7) Runbooks (What to Do When Things Break)

  1. Alarm: PSI high on device_type
  • Check recent product rollouts, bot traffic, geo mix shift.
  • Hotfix: enable robust rules; gradually reweight features; consider temporary threshold rise.
  • Schedule fast retrain on last 7–14 days.
  1. Alarm: Latency p99 up
  • Inspect feature fetch timings; cache hot features; batch external calls.
  • Enable distillation to a lighter model for peak traffic windows.
  1. Alarm: Calibration off
  • Refit Platt scaling/isotonic on latest data; patch via registry without full model retrain.

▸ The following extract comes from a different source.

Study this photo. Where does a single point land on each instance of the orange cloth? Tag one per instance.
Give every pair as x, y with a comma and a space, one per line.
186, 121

8) Best Practices (Hard-earned)

  • Test like prod: same feature code for training and serving; avoid training-serving skew.
  • Alert sanity: actionable alerts only; include links to dashboards and playbooks.
  • Slice everything: averages lie — always monitor by cohort.
  • Shadow before ship: run challengers in shadow to de-risk releases.
  • Budget & carbon: track inference cost per 1k requests and footprint; distill when over budget.

Tips for Application

  • When to discuss: system design, production ML, or “why did your model degrade in the wild?”
  • Interview Tip: quantify your ops impact:

    “We added PSI-based drift alarms and a weekly CT job; incident count fell 60%, and time-to-restore dropped from 6h to 45m. Canary + shadow prevented two bad rollouts.”


Key takeaway:
Great ML isn’t just about a high offline metric — it’s about operating the model: monitoring the right signals, reacting fast, and retraining safely so performance holds up in the real world.